2. Particulate Fouling (Pressure Drop)

Larger particles that bypass filtration can become trapped within the fiber bundle. This restricts flow and results in an increase in pressure drop across the system.

“As things get stuck in that bundle, it creates flow restrictions and you’ll see a higher pressure drop.”

In both cases, the root cause is upstream. Systems with strong pre-treatment and filtration not only perform better—they require less intervention over time.

What’s the Biggest Misconception About Removing Dissolved Oxygen?

One of the most common misconceptions is that once dissolved oxygen is removed, the job is complete.

In reality, that’s only half the equation.

“Once you take the dissolved oxygen out, you need to make sure it doesn’t get back in again.”

Dissolved oxygen can re-enter the product quickly if it’s exposed to air at any point downstream. Even minor leaks, improper tank blanketing, or open transfers can allow oxygen to reabsorb into the liquid—often faster than expected.

This is particularly important in brewing, where DO levels directly impact product stability and shelf life.

To maintain low DO levels after removal:

  • Use nitrogen or CO₂ blanketing in storage tanks
  • Minimize exposure to atmospheric air
  • Ensure system integrity during transfer and packaging

“Any small leak of oxygen in the environment could cause the level to go back up rapidly.”

The takeaway:
Removing DO is critical—but preventing reintroduction is just as important.

Membrane Deaeration vs. Sparging: What’s the Difference?

Many breweries still rely on CO₂ or nitrogen sparging to remove dissolved oxygen. While effective, it introduces tradeoffs that become more significant at scale.

Sparging is inherently a batch process. Gas is introduced into a tank, and over time—often 8 to 10 hours or more—oxygen is stripped out of the liquid.

Membrane systems, on the other hand, operate continuously and provide on-demand deoxygenated water.

“With a membrane system, you’ve got an on-demand source of low dissolved oxygen water—right when you need it.”

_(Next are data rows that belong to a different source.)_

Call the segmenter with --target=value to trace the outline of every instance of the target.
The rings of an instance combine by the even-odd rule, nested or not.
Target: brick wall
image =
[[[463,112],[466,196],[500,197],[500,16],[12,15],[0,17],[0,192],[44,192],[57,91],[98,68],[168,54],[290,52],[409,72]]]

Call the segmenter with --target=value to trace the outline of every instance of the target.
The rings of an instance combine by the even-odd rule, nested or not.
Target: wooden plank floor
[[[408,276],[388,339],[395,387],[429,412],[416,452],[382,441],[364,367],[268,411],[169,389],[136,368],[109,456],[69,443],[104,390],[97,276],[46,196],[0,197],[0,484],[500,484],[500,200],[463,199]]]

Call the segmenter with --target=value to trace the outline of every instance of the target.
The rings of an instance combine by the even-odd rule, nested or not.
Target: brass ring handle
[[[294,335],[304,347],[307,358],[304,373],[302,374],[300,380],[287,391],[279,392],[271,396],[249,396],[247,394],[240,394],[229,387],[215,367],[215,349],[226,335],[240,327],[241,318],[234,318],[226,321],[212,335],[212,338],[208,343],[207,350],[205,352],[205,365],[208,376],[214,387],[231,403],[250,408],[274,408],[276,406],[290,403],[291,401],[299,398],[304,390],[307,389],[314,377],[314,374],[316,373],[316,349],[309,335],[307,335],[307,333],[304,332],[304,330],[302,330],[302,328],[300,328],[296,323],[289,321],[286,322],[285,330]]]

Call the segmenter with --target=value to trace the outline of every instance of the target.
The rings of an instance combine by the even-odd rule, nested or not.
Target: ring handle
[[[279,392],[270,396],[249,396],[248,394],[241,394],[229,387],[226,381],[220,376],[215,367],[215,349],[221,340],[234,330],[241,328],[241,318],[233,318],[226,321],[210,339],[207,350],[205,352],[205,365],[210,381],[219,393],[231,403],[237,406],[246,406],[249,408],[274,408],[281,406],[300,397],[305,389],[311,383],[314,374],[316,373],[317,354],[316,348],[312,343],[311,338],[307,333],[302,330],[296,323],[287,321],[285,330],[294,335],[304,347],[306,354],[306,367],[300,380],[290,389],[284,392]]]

This difference becomes especially important during packaging operations, where timing and consistency matter.

“If something gets delayed and you’re relying on sparging, you may not have deoxygenated water ready. That can put you in a tough spot.”

There are also significant efficiency gains:

  • Lower gas consumption
  • No need to tie up tanks for hours
  • More consistent and repeatable performance

From an operational standpoint, membrane systems allow breweries to decouple deaeration from tank availability, improving overall process flexibility.

Where Many Brewers Lose Efficiency Today

Most brewers aren’t doing anything “wrong”—but some common approaches are less efficient than they appear on the surface.

One of the most common examples is using carbonation stones and sparging to deaerate water. It’s accessible and uses existing equipment, but it comes with hidden costs.

“It’s easy to use what you already have—a tank, a stone, and gas—but it’s very inefficient.”

These inefficiencies show up in several ways:

  • Extended processing times
  • High gas consumption
  • Reduced tank availability

Over time, this impacts both operating costs and production capacity.

“If you look at the time and gas being used, there’s often a pretty short payback for a membrane system.”

For breweries looking to scale or improve throughput, these tradeoffs become increasingly important to evaluate.


Final Thoughts

As brewers continue to push for better product stability, longer shelf life, and more efficient operations, dissolved oxygen control remains a critical focus area.

But as the conversations at CBC 2026 made clear, success isn’t just about having the right equipment—it’s about understanding how variables like gas quality, cleaning practices, system design, and operating conditions all work together.

Getting those details right can mean the difference between consistently hitting your DO targets—or constantly working to maintain them.